Our next objective was to verify that the identified EMT-miRNAs drove the induction of EMT-TFs and the repression of CDH1. As expected, miR-183-5p, miR-203-3p, and miR-205-5p expression was dramatically reduced (>5-fold) even at the lowest adaptation level and continuously decreased during the adaptation process (Figure 7c). In contrast, miR-200c-3p expression first increased 2.5-fold but then sharply declined at the 100 nM adaptation level. When osimertinib was removed from the culture media for one week between the adaptation steps, there was a reversal of the observed trends. The expression of EMT-miRNAs miR-200c-3p, miR-203a-3p, and miR-205-5p increased significantly in the absence of osimertinib (p < 0.01) compared to the previous adaptation level (25 nM). In turn, the expression of the EMT-miRNA target genes ZEB1 and ZEB2 declined significantly (p < 0.001). Removal of osimertinib also had a significant effect on the expression of the EMT-markers CDH1 (p < 0.05) and MMP2 (p < 0.001). However, TWIST1, CDH2, and VIM were not significantly affected. There was a close correlation between miR-200c-3p ΔC_T and CDH1 ΔC_T (Pearson’s r = 0.8694, n = 24, p < 0.0001), while miR-203-3p and miR-205-5p showed strong correlations with ZEB1 (r = −0.8521, n = 24, p < 0.0001; r = 0.9028, n = 24, p < 0.0001) and ZEB2 (r = −0.8157, n = 24, p < 0.0001; r = −0.8872, n = 24, p < 0.0001) (Figure 7d).

3. Discussion

The emergence of drug resistance typically after 9–12 months of treatment limits the success of osimertinib as a first-line therapeutic for EGFR-mutant NSCLC [5,65,66,67]. EMT contributes to drug resistance and is often observed in NSCLC patients with acquired EGFR-TKI resistance [5,16,65,66,67]. However, the induction of EMT during treatment and the role of resistance-induced miRNAs remain poorly understood.
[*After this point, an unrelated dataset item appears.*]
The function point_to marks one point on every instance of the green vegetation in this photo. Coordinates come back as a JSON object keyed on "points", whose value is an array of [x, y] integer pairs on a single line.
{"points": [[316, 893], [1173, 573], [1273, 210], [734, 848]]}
Therefore, the objective of this study was to investigate the role of miRNAs in the initiation and sustenance of EMT in EGFR-TKI-induced drug resistance.

To accomplish this, we established a cell panel comprising HCC4006 sublines that were individually adapted to various EGFR-TKIs. We selected EGFR-TKIs that are currently in use for patient treatment. The resistant sublines uniformly underwent EMT, which was confirmed by comprehensive EMT-marker and EMT-TFs expression analyses. Transitioning from an epithelial to a mesenchymal phenotype in EGFR-TKI resistant sublines was associated with increased cell mobility and migration, probably as a consequence of the remodeling of the actin cytoskeleton and the introduction of actin stress fibers. However, these changes were, in agreement with findings by others [65,68], accompanied by a reduced cell doubling time. This demonstrated that the HCC4006 cell line is a reliable in-vitro model to simulate EGFR-TKI resistance-induced EMT. Furthermore, all cell lines remained resistant to osimertinib, which indicates that they had not acquired the common T790M gatekeeper mutation [66,67]. Previous studies have often focused on a single EGFR-TKI, which may limit their generalisability [69,70]. In addition, concentrating solely on one specific resistant cell line could lead to confounding results and erroneous conclusions. Therefore, adopting a broader approach when using in-vitro cell models emulating drug resistance to identify reoccurring mechanisms is of utmost importance, as shown by this study in the case of cancer stem cell (CSC) markers. Our findings suggest that the expression patterns of the common CSC markers ALDH1A1 (high), CD24 (low), and CD44 (high) did not indicate a CSC phenotype of the resistant sublines. The use of these markers has been controversial in the literature [48,50,51,71,72], but they are often used due to the lack of better alternatives. Further research is necessary to discover markers or combinations thereof that can accurately identify CSCs in in-vitro NSCLC models and patients with high sensitivity.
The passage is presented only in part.